Genre: sport drama, coming-of-age
Pemain: Rena Tanaka, Mami Shimizu
Sutradara: Itsumichi Isomura
2. 100 Yen Love (2014)

Berbeda dengan Give It All, 100 Yen Love lebih berat dan disarankan untuk penonton dewasa. Film ini bercerita tentang Ichiko, seorang perempuan berusia 32 tahun yang tinggal bersama ibu dan kakaknya. Setelah konflik dengan kakaknya, Ichiko memutuskan untuk keluar dari rumah dan mencari pekerjaan mandiri.
Keberhasilannya di minimarket dan kehidupan barunya mulai terlihat, hingga sebuah insiden mengguncang hidupnya. Dari situ, Ichiko menemukan tinju sebagai pelampiasan amarah. Melalui tinju, ia mulai membangun kembali dirinya yang sempat hancur.
Genre: sport drama, romantis
Pemain: Sakura Ando, Toshie Negishi
Sutradara: Masaharu Take
3. Small, Slow But Steady (2022)

Small, Slow But Steady mungkin terlihat seperti film biasa dengan suasana tenang, tapi film ini adalah salah satu contoh film sport drama Jepang yang mengangkat perempuan sebagai tokoh utama. Ceritanya berpusat pada Keiko, seorang perempuan difabel rungu yang menemukan minat di cabor tinju.
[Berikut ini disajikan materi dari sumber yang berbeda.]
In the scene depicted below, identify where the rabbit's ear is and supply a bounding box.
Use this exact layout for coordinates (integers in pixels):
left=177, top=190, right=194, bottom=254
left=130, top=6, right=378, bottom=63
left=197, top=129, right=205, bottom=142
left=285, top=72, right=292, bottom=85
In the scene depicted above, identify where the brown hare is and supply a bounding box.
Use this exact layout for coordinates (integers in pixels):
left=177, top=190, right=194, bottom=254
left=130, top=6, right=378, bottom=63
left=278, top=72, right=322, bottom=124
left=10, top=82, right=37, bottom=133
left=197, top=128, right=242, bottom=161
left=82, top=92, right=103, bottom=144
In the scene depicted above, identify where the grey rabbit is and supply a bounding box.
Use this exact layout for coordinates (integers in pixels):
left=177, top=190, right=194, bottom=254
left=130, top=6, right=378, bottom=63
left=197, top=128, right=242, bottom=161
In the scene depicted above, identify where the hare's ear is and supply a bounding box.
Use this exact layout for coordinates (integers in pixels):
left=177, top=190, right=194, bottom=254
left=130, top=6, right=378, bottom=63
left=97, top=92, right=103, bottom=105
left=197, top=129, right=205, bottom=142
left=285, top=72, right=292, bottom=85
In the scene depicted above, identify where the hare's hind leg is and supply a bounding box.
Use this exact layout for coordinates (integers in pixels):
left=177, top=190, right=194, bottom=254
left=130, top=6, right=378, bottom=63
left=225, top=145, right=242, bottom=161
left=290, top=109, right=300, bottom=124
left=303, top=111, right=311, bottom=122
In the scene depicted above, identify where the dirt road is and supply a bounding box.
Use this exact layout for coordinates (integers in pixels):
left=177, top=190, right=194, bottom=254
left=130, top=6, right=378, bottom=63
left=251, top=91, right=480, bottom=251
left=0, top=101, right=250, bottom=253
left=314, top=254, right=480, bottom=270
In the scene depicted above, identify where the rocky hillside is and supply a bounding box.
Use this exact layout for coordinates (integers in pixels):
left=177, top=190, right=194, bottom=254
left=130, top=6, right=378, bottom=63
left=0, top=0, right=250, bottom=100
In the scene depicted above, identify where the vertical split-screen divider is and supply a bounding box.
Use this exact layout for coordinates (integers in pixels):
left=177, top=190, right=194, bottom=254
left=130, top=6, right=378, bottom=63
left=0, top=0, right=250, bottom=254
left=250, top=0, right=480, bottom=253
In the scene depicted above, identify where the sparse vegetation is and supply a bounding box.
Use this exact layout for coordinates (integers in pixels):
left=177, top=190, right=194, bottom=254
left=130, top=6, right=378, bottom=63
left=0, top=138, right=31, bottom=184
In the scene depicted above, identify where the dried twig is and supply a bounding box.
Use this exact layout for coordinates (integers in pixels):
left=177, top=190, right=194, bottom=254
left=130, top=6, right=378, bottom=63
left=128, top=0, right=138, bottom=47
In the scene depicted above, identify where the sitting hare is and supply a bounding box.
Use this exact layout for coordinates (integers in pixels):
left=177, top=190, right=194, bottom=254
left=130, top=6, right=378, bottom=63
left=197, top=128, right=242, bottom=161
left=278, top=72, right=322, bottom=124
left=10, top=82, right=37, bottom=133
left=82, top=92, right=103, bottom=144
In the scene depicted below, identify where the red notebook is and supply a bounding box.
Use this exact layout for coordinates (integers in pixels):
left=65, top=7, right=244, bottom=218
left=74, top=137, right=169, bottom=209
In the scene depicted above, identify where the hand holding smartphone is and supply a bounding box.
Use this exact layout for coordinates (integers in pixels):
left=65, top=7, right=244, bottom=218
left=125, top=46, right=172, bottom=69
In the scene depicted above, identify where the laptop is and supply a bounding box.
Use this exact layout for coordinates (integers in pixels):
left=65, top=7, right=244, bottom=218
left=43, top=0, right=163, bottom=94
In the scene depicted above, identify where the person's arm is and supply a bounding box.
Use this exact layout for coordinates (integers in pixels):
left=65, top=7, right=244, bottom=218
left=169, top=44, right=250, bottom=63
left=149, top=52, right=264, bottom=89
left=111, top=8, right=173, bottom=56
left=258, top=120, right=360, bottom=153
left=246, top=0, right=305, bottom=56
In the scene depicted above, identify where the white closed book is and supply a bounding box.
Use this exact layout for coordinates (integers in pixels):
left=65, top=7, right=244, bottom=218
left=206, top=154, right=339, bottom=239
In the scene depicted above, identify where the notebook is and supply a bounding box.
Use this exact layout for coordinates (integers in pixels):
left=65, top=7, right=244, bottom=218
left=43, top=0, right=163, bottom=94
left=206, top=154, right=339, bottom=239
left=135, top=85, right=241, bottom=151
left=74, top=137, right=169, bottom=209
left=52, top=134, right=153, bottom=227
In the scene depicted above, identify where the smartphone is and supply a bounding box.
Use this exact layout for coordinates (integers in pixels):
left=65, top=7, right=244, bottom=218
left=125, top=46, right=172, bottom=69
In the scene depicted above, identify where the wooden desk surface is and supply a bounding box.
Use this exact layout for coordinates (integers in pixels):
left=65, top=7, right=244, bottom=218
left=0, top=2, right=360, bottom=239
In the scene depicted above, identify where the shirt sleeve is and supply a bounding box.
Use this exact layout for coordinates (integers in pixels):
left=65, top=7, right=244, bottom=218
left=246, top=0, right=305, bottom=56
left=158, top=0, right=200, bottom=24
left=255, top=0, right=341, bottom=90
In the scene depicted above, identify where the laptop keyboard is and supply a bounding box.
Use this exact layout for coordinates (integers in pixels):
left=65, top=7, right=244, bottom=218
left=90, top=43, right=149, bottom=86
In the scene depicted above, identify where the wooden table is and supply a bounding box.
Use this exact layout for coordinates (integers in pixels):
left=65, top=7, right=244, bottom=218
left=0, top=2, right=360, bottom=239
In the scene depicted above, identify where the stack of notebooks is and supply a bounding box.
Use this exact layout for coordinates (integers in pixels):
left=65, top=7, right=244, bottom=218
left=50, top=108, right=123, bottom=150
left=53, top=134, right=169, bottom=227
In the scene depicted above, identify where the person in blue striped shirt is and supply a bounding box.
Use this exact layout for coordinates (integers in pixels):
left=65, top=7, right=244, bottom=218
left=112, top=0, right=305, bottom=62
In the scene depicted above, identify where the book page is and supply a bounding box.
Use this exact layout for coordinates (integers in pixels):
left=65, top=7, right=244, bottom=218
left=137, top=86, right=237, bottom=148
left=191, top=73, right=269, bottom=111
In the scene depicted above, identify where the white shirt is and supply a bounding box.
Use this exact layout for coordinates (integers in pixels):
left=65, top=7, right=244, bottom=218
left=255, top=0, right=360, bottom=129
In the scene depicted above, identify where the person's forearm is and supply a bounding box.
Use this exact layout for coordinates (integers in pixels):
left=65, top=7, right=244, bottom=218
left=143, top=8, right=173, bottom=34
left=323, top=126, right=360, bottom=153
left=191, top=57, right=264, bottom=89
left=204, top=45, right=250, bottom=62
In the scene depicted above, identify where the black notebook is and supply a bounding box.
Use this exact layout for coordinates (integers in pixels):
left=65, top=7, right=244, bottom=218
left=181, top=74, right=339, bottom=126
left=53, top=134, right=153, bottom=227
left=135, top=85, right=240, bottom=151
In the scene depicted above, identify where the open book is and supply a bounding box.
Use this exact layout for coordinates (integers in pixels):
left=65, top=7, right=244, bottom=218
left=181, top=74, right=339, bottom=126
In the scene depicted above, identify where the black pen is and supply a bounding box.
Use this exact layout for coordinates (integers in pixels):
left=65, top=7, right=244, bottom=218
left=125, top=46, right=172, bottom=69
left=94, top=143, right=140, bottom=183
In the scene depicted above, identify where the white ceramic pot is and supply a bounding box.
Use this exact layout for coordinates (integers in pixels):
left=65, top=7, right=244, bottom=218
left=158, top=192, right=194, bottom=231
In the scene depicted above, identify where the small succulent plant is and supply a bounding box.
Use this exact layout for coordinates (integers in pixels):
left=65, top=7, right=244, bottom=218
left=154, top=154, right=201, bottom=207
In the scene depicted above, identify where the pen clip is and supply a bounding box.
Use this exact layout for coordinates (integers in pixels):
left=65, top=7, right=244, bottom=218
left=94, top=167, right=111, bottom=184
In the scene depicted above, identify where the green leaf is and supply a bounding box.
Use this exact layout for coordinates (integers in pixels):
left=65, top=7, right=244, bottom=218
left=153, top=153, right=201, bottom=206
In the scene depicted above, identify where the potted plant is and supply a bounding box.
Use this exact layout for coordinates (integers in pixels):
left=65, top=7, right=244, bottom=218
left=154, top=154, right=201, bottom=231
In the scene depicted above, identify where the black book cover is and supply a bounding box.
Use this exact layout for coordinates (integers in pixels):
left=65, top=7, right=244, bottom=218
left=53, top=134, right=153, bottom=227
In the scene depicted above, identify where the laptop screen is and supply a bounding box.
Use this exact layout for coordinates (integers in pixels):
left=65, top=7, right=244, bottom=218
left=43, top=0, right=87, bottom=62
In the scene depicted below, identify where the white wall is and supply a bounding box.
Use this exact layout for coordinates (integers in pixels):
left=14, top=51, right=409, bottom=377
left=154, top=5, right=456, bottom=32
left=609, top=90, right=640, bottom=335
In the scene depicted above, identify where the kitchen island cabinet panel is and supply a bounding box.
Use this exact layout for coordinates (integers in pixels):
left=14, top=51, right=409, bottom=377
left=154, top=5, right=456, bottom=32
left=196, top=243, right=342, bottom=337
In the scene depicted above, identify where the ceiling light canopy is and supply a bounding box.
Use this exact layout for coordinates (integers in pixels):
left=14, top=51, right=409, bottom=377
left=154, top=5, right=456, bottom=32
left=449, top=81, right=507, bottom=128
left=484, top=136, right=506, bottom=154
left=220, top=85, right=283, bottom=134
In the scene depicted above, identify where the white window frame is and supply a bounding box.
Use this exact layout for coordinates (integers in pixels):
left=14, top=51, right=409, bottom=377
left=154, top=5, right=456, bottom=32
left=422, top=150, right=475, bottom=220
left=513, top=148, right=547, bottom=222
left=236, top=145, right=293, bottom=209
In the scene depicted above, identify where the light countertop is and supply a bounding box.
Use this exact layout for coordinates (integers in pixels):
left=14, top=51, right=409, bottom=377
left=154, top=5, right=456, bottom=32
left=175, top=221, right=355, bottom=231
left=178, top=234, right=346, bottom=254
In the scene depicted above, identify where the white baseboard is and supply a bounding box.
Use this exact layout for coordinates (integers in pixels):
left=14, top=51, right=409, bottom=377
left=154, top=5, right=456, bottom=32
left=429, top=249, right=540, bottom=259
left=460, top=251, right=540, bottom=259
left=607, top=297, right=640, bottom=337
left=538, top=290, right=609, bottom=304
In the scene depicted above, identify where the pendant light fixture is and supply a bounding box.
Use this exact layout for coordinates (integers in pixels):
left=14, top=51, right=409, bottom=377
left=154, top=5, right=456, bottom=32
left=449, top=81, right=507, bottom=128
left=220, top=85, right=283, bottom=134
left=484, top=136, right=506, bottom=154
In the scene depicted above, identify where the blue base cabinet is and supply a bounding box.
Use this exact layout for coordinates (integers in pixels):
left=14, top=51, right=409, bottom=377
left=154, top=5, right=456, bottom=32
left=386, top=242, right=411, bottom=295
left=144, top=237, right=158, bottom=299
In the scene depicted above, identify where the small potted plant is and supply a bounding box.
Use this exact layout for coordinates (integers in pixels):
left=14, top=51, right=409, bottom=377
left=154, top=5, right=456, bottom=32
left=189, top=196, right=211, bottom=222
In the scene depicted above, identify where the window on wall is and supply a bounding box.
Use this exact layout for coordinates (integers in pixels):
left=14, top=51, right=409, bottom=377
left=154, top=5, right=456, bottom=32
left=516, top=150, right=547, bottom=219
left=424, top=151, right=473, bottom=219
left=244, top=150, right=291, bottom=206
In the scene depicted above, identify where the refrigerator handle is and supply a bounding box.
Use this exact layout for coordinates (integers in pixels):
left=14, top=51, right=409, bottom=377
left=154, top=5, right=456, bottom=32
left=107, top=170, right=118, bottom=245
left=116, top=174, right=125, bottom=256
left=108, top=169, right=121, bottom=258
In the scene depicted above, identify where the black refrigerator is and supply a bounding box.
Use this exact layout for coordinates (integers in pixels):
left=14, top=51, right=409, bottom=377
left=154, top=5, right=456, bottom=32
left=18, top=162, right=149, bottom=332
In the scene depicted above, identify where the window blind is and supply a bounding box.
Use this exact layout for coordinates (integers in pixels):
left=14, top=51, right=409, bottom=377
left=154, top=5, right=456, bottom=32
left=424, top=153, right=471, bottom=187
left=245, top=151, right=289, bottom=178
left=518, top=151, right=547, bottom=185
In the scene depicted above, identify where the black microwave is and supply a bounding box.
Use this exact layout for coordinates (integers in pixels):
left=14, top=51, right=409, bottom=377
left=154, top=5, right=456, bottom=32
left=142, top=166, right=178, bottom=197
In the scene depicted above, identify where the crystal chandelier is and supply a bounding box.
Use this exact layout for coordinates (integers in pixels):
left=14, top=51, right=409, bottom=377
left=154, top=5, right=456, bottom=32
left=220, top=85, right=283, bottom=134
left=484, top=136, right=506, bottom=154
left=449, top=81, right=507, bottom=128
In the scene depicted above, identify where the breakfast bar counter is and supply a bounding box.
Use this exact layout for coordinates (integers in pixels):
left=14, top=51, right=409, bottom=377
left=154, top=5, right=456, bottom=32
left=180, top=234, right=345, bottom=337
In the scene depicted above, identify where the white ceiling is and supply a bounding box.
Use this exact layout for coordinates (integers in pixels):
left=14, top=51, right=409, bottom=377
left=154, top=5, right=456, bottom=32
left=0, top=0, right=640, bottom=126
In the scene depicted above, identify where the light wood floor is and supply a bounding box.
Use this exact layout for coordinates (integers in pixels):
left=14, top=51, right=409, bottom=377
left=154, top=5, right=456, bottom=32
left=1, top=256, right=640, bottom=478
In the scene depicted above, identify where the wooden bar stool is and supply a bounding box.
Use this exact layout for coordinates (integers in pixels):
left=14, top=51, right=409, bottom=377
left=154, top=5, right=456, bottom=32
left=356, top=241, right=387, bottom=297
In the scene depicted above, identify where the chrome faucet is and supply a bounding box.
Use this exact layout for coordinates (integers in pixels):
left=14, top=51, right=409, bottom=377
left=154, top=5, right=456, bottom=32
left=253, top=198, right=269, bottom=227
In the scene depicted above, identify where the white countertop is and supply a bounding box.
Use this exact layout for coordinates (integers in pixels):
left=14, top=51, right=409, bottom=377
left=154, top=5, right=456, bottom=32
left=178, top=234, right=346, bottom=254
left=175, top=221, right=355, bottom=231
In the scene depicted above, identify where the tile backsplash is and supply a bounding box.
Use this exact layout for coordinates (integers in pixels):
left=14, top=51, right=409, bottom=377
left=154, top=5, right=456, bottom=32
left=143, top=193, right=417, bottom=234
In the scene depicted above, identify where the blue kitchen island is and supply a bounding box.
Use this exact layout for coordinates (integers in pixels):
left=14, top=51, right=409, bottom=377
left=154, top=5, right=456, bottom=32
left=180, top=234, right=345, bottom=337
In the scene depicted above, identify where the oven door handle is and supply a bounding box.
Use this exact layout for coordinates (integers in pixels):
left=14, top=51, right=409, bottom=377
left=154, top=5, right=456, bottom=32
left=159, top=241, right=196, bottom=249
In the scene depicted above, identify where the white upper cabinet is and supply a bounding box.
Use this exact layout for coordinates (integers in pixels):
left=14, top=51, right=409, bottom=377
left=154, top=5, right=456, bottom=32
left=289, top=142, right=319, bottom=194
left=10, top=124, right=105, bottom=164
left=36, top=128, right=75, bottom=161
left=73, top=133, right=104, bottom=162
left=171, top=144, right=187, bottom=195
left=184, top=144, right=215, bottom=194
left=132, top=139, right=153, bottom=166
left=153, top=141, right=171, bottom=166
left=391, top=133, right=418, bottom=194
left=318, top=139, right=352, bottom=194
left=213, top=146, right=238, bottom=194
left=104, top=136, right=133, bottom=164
Keikutsertaannya di klub menimbulkan banyak pertanyaan. Keiko tak bisa mendengar aba-aba wasit dan bisa terancam bahaya. Namun, ia memiliki pelatih yang percaya padanya. Masalah lain muncul ketika tempat latihan mereka terancam tutup. Film ini bukan tentang konflik besar, tetapi lebih pada studi karakter dan simbolisme yang menyentuh.
Genre: sport drama
Pemain: Yukino Kishii, Tomokazu Miura
Sutradara: Sho Miyake
Kesimpulan
Film sport drama Jepang yang mengangkat perempuan sebagai tokoh utama masih jarang ditemukan. Ketiga film di atas bisa dianggap sebagai "batu loncatan" dalam dunia perfilman Jepang dan Asia secara umum. Mereka menawarkan pesan-pesan kuat tentang kekuatan, ketangguhan, dan pemberdayaan. Bagi penggemar film sport drama yang ingin melihat perspektif baru, ketiga judul ini layak ditonton.